Medieval village of Voila

Medieval village of Voila

The village of Viola is a deserted settlement in eastern Crete. It takes up the northern and the western side of a steep hill on the eastern side of the plateau where the villages Ziros, Armeni and Handras are located.

The steep hillside creates a natural fortification to the south-east, while at the northern and the western side, which overlooks the valley, the buildings have closed, fortress-like facades. A low, partially preserved wall encloses the remaining space towards the valley. The village used to extend beyond the present-day main road, the opening of which necessitated the demolition of several buildings.
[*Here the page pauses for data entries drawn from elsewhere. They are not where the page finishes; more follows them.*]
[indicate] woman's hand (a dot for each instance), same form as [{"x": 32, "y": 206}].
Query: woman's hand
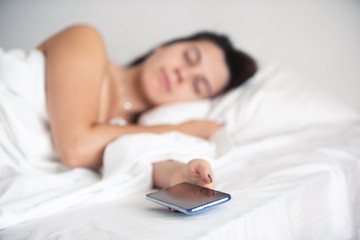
[
  {"x": 197, "y": 171},
  {"x": 200, "y": 128}
]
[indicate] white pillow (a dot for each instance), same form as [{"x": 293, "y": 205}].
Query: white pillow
[
  {"x": 278, "y": 100},
  {"x": 275, "y": 100},
  {"x": 176, "y": 113}
]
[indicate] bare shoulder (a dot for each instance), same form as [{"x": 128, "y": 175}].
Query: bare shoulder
[{"x": 76, "y": 38}]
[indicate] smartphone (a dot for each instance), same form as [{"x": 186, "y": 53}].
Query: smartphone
[{"x": 188, "y": 198}]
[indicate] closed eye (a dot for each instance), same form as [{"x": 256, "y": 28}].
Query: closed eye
[
  {"x": 192, "y": 55},
  {"x": 202, "y": 87}
]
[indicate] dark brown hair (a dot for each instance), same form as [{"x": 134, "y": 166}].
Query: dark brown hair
[{"x": 241, "y": 66}]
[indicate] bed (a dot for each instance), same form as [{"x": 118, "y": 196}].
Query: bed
[{"x": 288, "y": 154}]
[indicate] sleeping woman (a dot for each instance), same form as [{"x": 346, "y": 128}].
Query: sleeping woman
[{"x": 86, "y": 93}]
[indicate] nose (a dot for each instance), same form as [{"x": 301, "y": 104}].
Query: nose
[{"x": 182, "y": 75}]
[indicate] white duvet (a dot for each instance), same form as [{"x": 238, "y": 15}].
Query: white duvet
[{"x": 288, "y": 154}]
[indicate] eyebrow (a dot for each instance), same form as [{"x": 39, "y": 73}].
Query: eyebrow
[
  {"x": 198, "y": 52},
  {"x": 207, "y": 84},
  {"x": 204, "y": 79}
]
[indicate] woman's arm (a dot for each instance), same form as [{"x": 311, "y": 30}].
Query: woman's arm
[{"x": 168, "y": 173}]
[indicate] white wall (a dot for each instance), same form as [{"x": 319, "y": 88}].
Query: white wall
[{"x": 320, "y": 38}]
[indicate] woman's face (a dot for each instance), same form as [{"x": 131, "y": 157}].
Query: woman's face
[{"x": 183, "y": 71}]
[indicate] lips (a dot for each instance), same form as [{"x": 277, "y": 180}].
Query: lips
[{"x": 165, "y": 79}]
Vaulted constructions, storage spaces and stables can be seen in the lower outer zone, while the residences were built on the hillside.
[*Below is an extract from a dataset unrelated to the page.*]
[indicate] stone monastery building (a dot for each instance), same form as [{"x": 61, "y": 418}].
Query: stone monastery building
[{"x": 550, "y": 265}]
During the Venetian period, Voila was the fief of the Salomon noble family. They added an extension to the church of Saint George (Agios Georgios), where their family tomb is located. In the period of Turkish rule, Voila was the headquarters of a battalion of Janissaries, inhabited mostly by Muslims. The tower that can be seen in the village was named after Jen Ali, the most well-known of the Janissary commanders. From the late 19th century and on, the settlement gradually declined and was consequently deserted. Nowadays it lies in a state of ruin. The majority of the preserved buildings date to the Turkish period. However, the ruins of the surviving Venetian residences are noted for their remarkable architecture, which seems indicative of the prosperity and development of the settlement during the particular period.
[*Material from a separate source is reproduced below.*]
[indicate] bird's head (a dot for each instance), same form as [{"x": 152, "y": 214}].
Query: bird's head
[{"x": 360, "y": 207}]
There is no entrance fee for visitors wishing to stop here. Passing through the village, it is possible to discern features of the Venetian era and imagine a time when the village of Voila was the setting for noble families, lords and ladies, opulent balls and elegant dresses. Another way to explore the area is by hiking the E4 European long-distance trail, between the villages of Papagiannades and Ziros that crosses through Handras.

This region of Crete is one of the least visited and less touristy on the island; those that wander around the villages will be able to glimpse a far different Crete than most visitors get to see.